By Jerry Cornfield
It is all quiet on the transportation funding front after Democratic Gov. Jay Inslee and Republican Sen. Curtis King exchanged accusations in strongly worded letters last week.
King, the Republicans’ lead negotiator on a possible funding package, called on Inslee earlier this month to come clean of his intentions regarding a possible new fuel standard that might affect the price of gasoline. King said concern among lawmakers about the governor’s plans was impeding talks on a deal.
Inslee responded in writing Thursday saying he “never proposed, nor discussed proposing, a “carbon fuel tax.” I have discussed a low carbon fuel standard as a mechanism to develop cleaner fuels for our state. There is no element of a clean fuels standard that could in any way be called a “tax.” That you choose to call it a tax suggests that this effort is more about fear mongering or excuses for inaction” on the package.
King replied the next day. He said no matter how the governor sought to bring about the use of cleaner fuel “it is going to have a negative impact (drive up) on the cost of fuel.”
King said of the allegation he was “fear-mongering” by talking about the subject, he wrote:
The ‘carbon fuel tax’ question was raised by the media and posed to all of the chairs at a media event last week.

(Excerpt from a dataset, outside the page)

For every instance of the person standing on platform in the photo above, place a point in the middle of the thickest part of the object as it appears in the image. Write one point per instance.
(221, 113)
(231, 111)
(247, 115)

All of us agreed that the uncertainty posed by this issue made a transportation revenue package more difficult.
He went on to write:
The fact that the chairs and ranking members of both the House and Senate Transportation Committees publically expressed concerns about the impact of your proposed policies demonstrates that the concerns are well-founded and non-political.
King ends his letter with an offer to Inslee to agree to make sure any new fuel standard he desires is approved by lawmakers before it is implemented.
As of Tuesday morning, the governor had not responded, in writing, to the offer.